Euro Truck Simulator 2 developer gets one-year Steam ban for demonstrating security flaw

Andy Chalk at

A big update to Euro Truck Simulator 2 is adding three new cities to its lineup of places you can keep on truckin' through, as well as truck-specific speed limits to the GPS route adviser and the hotly anticipated "Seat Adjustement" feature. But perhaps even more interesting than any of that is that Tomas Duda, one of the developers on the game, was banned from Steam for a year for using a "Daily Deal" announcement to bring a potentially serious security vulnerability to Valve's attention.

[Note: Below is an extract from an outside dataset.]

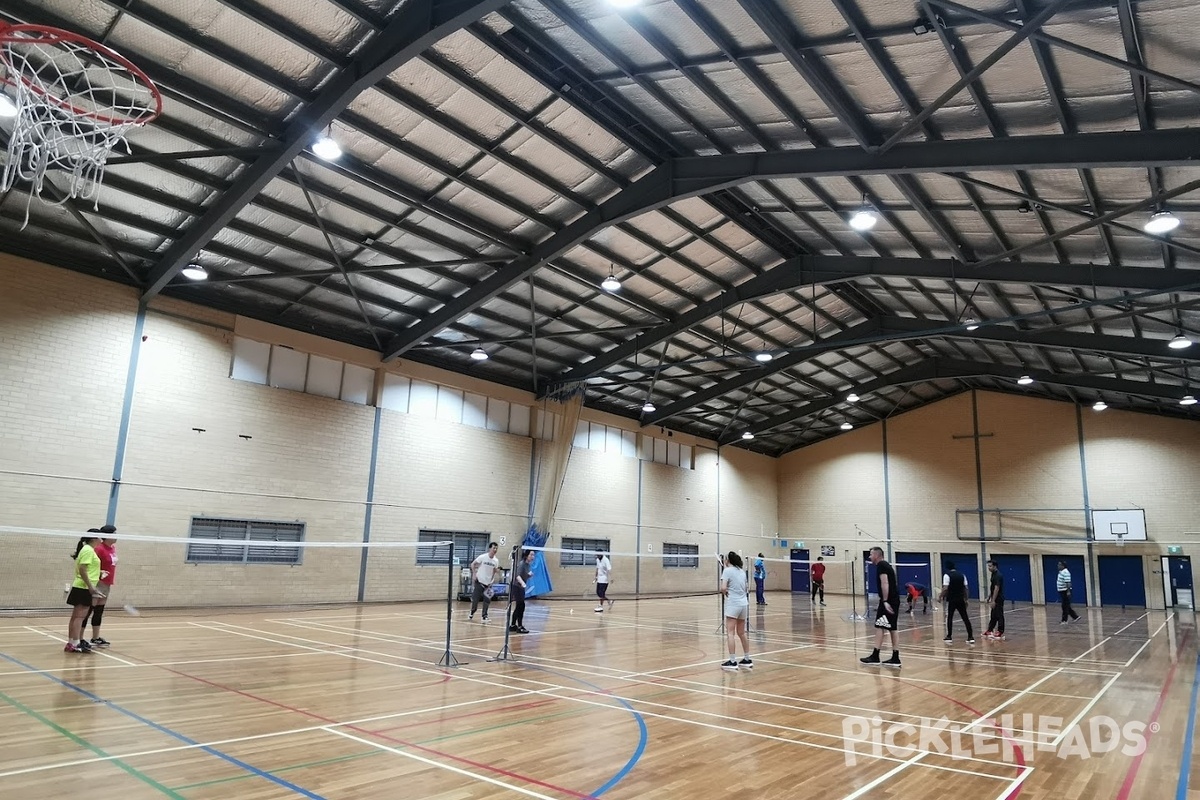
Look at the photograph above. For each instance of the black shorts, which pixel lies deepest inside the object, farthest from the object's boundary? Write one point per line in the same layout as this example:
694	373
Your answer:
78	596
886	620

If you hit yesterday's announcement that Euro Truck Simulator 2 was the Steam Daily Deal, you might have found yourself redirected to an unexpected place: the Harlem Shake video. The idea, according to Duda, was to force Valve to take notice of the security flaw in community announcements, and then fix it, but what happened instead was a one-year ban "for violations of the Steam Subscriber Agreement."

Duda said he went with the ill-advised Harlem Shake redirect after talks about the vulnerability with "a Valve guy (a) few months ago" went nowhere. "I was talking about the script tag vulnerability multiple times. No one fixed it. Now I did Harlem Shake for fun (yay for #steamdb)," he wrote. "Imagine if someone used the vulnerability to steal users' session IDs? Redirected to a phishing site?"

He also claimed that he didn't want to make the vulnerability public, but said it's hard to avoid widespread attention when you post something funny. "People then just share it and it spreads," he wrote. "Had like 100 people at the time on the announcement page a few minutes after doing that."

Duda and his supporters are working on an open letter to Valve appealing the ban, and an "Unban Timmy" user group (in reference to his Steam ID) has also popped up. You can also keep track of his status at istimmystillbanned.info, which for now remains at an unhappy "Yes."